La pensée que ça pouvait être vrai lui fit l’effet d’un coup de fouet.

Tu peux le faire, se dit-elle, puis se le répétant, comme un mantra.

Le chauffeur se retourna sur son siège, la regarda, les poils de son cou crissant sur le col de sa chemise. Il se fichait pas mal qu’elle prenne son temps ; le compteur tournait toujours.

— Tenez, fit Auger en lui mettant quelques billets dans la main. Gardez la monnaie.

Une minute plus tard, elle était dans le hangar de verre et d’acier de la gare, et cherchait des yeux un guichet. Le quai grouillait de voyageurs qui se bousculaient et vibrionnaient, essaim d’abeilles grises vaquant à leurs missions, rigoureusement indifférentes les unes aux autres. Derrière eux, les trains attendaient en piaffant d’impatience, vomissant des panaches de vapeur blanche vers les hauteurs. Sous ses yeux, un train couchettes partit, pour Munich, Vienne ou une autre ville encore plus lointaine dans la nuit d’Europe. Ses lanternes rouges ensanglantaient les rails.

Chaque chose en son temps. Auger trouva les guichets et fut soulagée de voir que la queue des destinations internationales était beaucoup plus courte que les autres. Elle s’était déjà juré que s’il ne restait pas de place dans le train de nuit elle monterait à bord sans billet et discuterait plus tard. Mais il y avait encore des couchettes libres à bord du train de dix-neuf heures – plus tard qu’elle n’aurait voulu, mais c’était mieux que rien.

Elle tendit l’argent, l’employé du guichet ne paraissant pas ciller devant ses mains noires et ses ongles incrustés de crasse. Les employés des chemins de fer devaient être blasés.

— Quel quai ? demanda-t-elle.

L’employé lui répondit, et ajouta que les passagers n’étaient admis à bord du train qu’une demi-heure avant le départ.

Elle avait donc plus d’une heure à perdre. Elle mit les vingt premières minutes à profit pour chercher les toilettes des dames et réparer au mieux le désordre de sa tenue. Le temps qu’elle ait fini, le savon qu’elle avait utilisé était tout noir et le lavabo donnait l’impression qu’une armée de mineurs s’y étaient débarbouillés après une journée passée à creuser des galeries à même le charbon. Mais elle avait retrouvé aspect humain, et se sentait mieux. Elle se changea, mit les vêtements de Greta, fourra ses propres frusques salies et déchirées dans le sac et commença à penser qu’elle courait dorénavant moins de risques de se faire repérer. Comme il restait encore plus d’une heure avant le départ du train, Auger fut tentée de sortir de la gare pour chercher le relatif anonymat d’un bistrot ou d’une brasserie du quartier. Elle n’avait rien mangé depuis le petit déjeuner, et elle commençait à avoir faim. Mais si elle sortait de la gare du Nord, elle redoutait de ne pas avoir le courage d’y revenir. Alors, elle se rabattit sur un restaurant à l’intérieur de la gare, et trouva, au milieu d’un labyrinthe de miroirs, un box dans un coin tranquille, d’où elle pouvait voir entrer et sortir les gens sans attirer l’attention. Elle commanda un sandwich et un verre de vin, et fit des vœux pour que les aiguilles de la pendule du restaurant tournent plus vite et qu’il soit bientôt dix-huit heures trente.
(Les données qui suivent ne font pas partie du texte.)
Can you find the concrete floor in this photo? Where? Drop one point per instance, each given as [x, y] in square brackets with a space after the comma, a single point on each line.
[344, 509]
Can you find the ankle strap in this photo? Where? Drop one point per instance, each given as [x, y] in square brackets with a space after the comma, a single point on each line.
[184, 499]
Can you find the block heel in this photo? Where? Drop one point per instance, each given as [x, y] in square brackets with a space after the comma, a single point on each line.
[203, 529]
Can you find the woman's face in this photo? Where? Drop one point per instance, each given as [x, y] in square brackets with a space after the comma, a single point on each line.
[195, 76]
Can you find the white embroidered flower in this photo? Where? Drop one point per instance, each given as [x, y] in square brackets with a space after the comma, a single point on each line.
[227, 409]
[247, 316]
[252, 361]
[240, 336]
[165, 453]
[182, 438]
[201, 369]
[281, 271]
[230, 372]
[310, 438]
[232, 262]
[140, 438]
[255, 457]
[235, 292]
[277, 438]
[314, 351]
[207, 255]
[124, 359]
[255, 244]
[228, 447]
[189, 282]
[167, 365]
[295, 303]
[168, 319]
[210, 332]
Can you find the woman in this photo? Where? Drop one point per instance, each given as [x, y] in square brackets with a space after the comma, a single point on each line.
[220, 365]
Par les portes de verre du restaurant, de l’autre côté du hall, elle aperçut alors un homme en imperméable gris et chapeau qui s’arrêtait devant un kiosque à journaux. Il fouilla dans sa poche, à la recherche de monnaie, regarda autour de lui comme un touriste qui se serait retrouvé pour la première fois dans cette gare. Puis il tourna le dos au kiosque, remonta ses grosses lunettes sur son nez, ouvrit le journal et commença à lire. Ce n’était pas Floyd.

Le plat d’Auger arriva. Elle huma le vin, but la moitié du verre très vite, et pour la première fois depuis qu’elle s’était réveillée, ce jour-là, s’autorisa à se calmer un peu. D’ici un moment, elle serait dans le train de nuit, à l’abri dans sa couchette. Ce n’était pas plus dangereux que de rester à Paris – peut-être même moins, parce qu’elle mettrait ainsi une certaine distance entre les bébés de guerre et elle. Une fois à Berlin, elle remonterait la piste jusqu’à l’aciérie et elle verrait bien ce qu’il en sortirait. Et même si elle ne revenait qu’avec une description des lieux, ça n’aurait pas été inutile. Caliskan lui reprocherait sans doute d’avoir outrepassé les termes de sa mission, tout en lui exprimant secrètement son appréciation pour ce qu’elle aurait fait. En poursuivant l’enquête avortée de Susan White, elle observerait assurément mieux ce monde que si elle restait enfermée dans une chambre d’hôtel à Paris, à trembler au moindre bruit.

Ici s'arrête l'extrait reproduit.